Pelosi: How Predictable! A Green Response
Posted by John Rensenbrink on 01/13/07Nancy Pelosi and other leading Democrats in the House and Senate don’t want to be or seem soft on defense. So they fail to be forthright about what’s needed.
On the one hand they say “no” to Bush’s surge. At the same time they say “no” to bringing the troops home now. So they wind up saying “yes” to the status quo. But the status quo is a horrible death trap for our soldiers and for the Iraq people. “Ah but listen,” says Pelosi, “along with no surge, we want Bush to try harder at diplomacy.” How can either the U.S. or the Iraqui puppets that are in power by the grace of U.S. military power, conduct meaningful diplomacy while the military and political situation in Iraq continues to deteriorate to a point where continued occupancy is pointless?

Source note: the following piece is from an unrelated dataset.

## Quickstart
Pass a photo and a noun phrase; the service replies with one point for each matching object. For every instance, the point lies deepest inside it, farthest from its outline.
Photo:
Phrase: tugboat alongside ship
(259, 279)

Does Kucinich have the answer? He wants to cut funding for the war which he figures Congress can, should and must do. This—he hopes-- will (eventually) apply the pressure to bring the troops home. He combines that with insistence on bringing in the United Nations. Bringing in the UN is a good idea and should have been pushed by Democrats from the beginning.
But to make reduction in funding for the war the cutting edge of your Iraq policy exposes you to the stinging criticism of not supporting our troops. It’s not quite as weak as Pelosi’s stance, but it is not much better.
The ONLY way to support our troops and to start solving the Iraq disaster is to get them out of there! “Bring the troops home now!” means in practical terms that they start coming home in a phased process that only takes as long as is absolutely necessary to expedite the withdrawal until all have come home. By doing so, the UN will have the necessary incentive to bring in military and political forces, which they will not do, nor have the incentive to do, as long as the U.S. government keeps its troops there.
Rabbi Michael Lerner faults Pelosi and the Democrats generally with buying into the Bush gang’s settled belief in what he (Lerner) accurately describes as “security through domination.” He is absolutely right about that. Bush does it with hawkish brutality. Pelosi and her Democrats would do it with a mix of diplomacy and politico-military intimidation. Lerner advocates for an approach that foregrounds “security through generosity” – much like what George McGovern has been promoting. I think their “security through generosity” is laudable and works sometimes and in some ways, but only in a serious political context of “security through collaboration”. The United States Government and the political class that dominates it does not believe in collaborative political endeavor – they want to be the big cheese and the power that ultimately disposes matters in the world.
The clear alternative must be a collaborative one in which the U.S. plays an interactive role with other powers and does that through the United Nations and other international judiciary and economic bodies. That means withdrawing in a phased way from most of the U.S. military bases throughout the world in concert with a compelling UN capability for maintaining the peace.
This would be a Green way to peace in the world and it would provide the United States with a creative role in synch with other peoples and other nations on the planet.
Returning for a moment to Rabbi Michael Lerner’s “security through generosity.” True enough, he does not mean a return to U.S. noblesse oblige and a new variant of the “white man’s burden”. But by itself it seems to me to hint in that direction. Only if “generosity” is linked closely with a politics of collaboration (genuine dialogue leading to mutual and planet-wide security) can we achieve the security that we and the peoples of the world crave. The U. S. political class will have to move over to make a lot of room for new political and social forces in the United States that are in the wings but have hitherto been stymied by their own fumblings and by the huge roadblocks put in their way by the dominant political class.